MSRConnections / Azure-training-course

Other
111 stars 90 forks source link

Spark lab: Exercise 5: add explanation for ML task #169

Open vanitech opened 8 years ago

vanitech commented 8 years ago

what problem is the lab trying to solve? not clear why ML needs to be used.

jeffprosise commented 8 years ago

Not sure if you saw the text we added to the intro of Exercise 5. But I modified that further to make the case as to WHY ML is an asset here:

"In the previous exercise, you interactively explored a set of food-inspection data and obtained key insights by looking at it in different ways. However, sometimes the sheer volume and complexity of the data makes relationships difficult to identify. One solution is machine learning, a technique that algorithmically finds patterns in data and exploits those patterns to perform predictive analytics."

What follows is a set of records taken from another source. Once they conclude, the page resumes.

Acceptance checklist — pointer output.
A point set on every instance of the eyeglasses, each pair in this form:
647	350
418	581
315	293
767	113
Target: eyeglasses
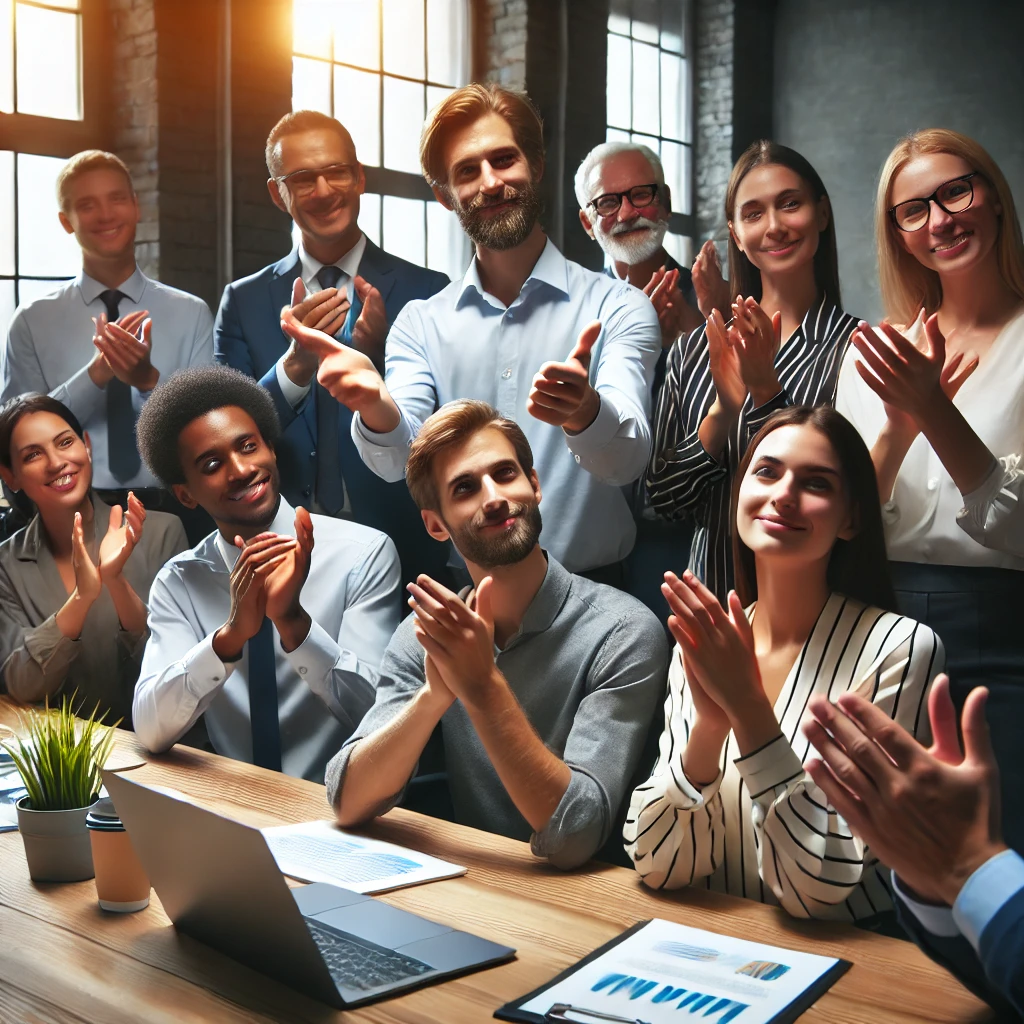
639	197
303	182
952	197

"Your Azure HDInsight Spark cluster includes several libraries from which you build sophisticated machine-learning models. In this exercise, you will use some of these tools to build, train, and score a machine-learning model using the food-inspection data featured in the previous exercise. In that model, you will use a popular classification algorithm to predict which restaurants will be successful and which ones won't based on certain features of the input data — information that is difficult to discern simply by examining the data."

jeffprosise commented 8 years ago

Not sure what to add here. A paragraph explaining what ML is? Seems to me that we state the case for why ML is being used (and even describe in one sentence what it is). What am I missing?